No one who has any extended acquaintance with college women doubts that the quiet and even pursuits of college, during years that might else have gone to social gaieties, increase rather than lessen the disposition to congenial home life; that the danger to unselfish affection from a student's ambition is slight compared to the danger from the ambition of social display; that in women as in men the emotional nature grows with intellectual growth, while becoming at the same time more even and controlled. That they are highly maternal as a class, a more conspicuous success as mothers than in any other calling they have tried, is now evident; it is doubtless here, and not in the learned professions, in letters, or in public life, that the main effect of the higher education of women is to be looked for.

But the bent toward congenial marriage may lessen the actual probability of marriage. It is not the ardent woman, but the cold woman, for whom one marriage will do as well as another. And the college woman is not only more exacting in her standards of marriage, but under less pressure to accept what falls below her standard than the average woman, because she can better support and occupy herself alone. As a matter of fact, unhappy marriages are virtually unknown among college women.

I have no doubt that the remaining cause of the low marriage rate is that many men dislike intellectual women, -- whether because such women are really disagreeable or because men's taste is at fault, I shall not try to determine. And even among those who like them as friends, many feel as the young man did who made this confession:

"I never expected to marry the sort of girl I did. You know I always believed in intellectual equality and all that, and had good friendships with the college girls. But you see, you girls hadn't any illusions about us. After you had seen us hanging at the board on problems you could work, and had taken the same degrees yourselves, you couldn't imagine us wonders just because we had gone through college; and when I met a dear little girl that thought I knew everything -- why, it just keeled me right over; it was a feeling I had no idea of."

And the college woman answered:

"I will betray something to you. Lots of us are just as unreformed as you: we want just as much to look up to our husbands as you want to be looked up to. Only, of course, the more we know, the harder it is to find somebody to meet the want. Probably the equal marriage is really the ideal one, and everybody will come to prefer it some day. But personally, I like men to be superior to me: only I'll tell you what I don't like in them: the wish to keep ahead of us by holding us back, like spoiled children that want to be given the game, and then admired for their skill. If men would encourage us to do our very best, and then do still better themselves, it ought to be good for civilization."
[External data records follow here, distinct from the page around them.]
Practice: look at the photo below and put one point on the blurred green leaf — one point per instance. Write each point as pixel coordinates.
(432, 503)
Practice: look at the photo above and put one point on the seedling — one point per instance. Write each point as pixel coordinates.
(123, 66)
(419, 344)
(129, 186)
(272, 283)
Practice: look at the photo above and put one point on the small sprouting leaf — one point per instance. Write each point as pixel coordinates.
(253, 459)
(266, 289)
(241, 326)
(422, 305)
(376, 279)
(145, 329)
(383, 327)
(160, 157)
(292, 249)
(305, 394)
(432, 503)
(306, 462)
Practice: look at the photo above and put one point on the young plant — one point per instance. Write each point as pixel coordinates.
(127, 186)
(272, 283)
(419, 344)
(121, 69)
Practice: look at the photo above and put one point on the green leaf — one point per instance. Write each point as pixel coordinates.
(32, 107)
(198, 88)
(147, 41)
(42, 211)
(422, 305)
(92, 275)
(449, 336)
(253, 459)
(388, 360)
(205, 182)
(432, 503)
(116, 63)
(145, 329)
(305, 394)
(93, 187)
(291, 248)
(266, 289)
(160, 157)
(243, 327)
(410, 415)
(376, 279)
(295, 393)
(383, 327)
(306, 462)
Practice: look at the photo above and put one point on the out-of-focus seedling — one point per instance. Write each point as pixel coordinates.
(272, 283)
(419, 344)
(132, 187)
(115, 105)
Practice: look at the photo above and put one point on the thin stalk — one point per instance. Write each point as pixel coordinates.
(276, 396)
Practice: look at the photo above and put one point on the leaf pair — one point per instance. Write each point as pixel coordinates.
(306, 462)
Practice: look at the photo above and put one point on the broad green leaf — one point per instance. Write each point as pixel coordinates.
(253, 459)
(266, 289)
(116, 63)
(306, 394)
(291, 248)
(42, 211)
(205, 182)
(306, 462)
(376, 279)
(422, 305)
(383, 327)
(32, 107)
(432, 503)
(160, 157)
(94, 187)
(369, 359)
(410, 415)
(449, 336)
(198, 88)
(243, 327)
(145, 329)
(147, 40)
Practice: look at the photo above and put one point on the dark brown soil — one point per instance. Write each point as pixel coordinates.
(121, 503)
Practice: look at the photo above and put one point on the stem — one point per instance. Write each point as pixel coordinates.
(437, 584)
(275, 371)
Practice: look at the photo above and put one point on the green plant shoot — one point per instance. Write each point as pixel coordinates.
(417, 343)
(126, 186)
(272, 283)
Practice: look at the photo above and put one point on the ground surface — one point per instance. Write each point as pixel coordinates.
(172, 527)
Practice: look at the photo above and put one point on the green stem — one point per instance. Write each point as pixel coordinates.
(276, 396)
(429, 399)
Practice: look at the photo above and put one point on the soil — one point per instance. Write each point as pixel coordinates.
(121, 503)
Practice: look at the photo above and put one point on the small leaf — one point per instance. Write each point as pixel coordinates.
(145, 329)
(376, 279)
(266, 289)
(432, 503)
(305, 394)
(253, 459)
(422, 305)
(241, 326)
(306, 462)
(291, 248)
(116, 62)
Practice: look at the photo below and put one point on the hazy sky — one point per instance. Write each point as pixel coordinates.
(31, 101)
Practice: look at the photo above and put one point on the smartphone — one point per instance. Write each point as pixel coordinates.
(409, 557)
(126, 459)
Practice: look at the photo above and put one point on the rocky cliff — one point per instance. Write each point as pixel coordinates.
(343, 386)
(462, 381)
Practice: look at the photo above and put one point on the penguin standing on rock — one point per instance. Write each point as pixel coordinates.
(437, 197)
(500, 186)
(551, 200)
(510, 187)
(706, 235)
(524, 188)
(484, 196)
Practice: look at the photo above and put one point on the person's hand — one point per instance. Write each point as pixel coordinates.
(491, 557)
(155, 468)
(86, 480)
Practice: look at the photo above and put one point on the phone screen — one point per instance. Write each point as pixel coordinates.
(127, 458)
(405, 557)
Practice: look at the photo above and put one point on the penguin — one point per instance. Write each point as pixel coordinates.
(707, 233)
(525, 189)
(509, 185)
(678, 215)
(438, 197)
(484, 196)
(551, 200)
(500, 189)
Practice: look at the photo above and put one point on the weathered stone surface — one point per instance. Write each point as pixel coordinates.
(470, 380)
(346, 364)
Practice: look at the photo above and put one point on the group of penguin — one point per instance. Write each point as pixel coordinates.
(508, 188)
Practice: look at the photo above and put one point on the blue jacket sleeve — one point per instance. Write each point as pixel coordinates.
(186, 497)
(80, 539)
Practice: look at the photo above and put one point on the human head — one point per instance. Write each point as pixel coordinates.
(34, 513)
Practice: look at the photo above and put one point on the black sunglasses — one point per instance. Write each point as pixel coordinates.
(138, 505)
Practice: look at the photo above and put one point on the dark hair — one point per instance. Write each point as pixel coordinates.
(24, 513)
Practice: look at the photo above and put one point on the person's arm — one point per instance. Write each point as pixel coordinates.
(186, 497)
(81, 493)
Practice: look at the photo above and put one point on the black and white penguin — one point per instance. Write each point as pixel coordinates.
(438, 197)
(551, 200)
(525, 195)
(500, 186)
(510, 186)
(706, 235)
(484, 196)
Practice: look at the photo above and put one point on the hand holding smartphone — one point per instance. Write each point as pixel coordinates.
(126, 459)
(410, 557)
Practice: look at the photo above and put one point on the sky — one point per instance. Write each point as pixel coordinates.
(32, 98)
I am not here discussing the significance, but only the facts, of celibacy among college women: it does not seem to me, however, as important a social phenomenon as some have considered. It may be a temporary one, a small sign among others of a movement toward higher standards of marriage and parenthood. If not, it is not a matter for regret that the unmarried women of the country should be largely of a class that can be more contented and useful in single life than others might. And in any case, we need not doubt that all good knowledge is safe in the long run for all men and women.

Milicent Washburn Shinn.


[1] A writer in the "Nation," commenting on some similar figures published by me several years ago, points out that the graduates of the women's colleges are in fact somewhat younger than those of the co-educational colleges for the same period of years, because the classes have increased more rapidly in numbers in the women's colleges. I have taken pains to make the somewhat tedious calculation necessary, and find that the co-educational graduates do in fact average .7 of a year older, and that an allowance for this would make the co-educational marriage rate exceed that for the separate system by 5 per cent., instead of 6.9, as above.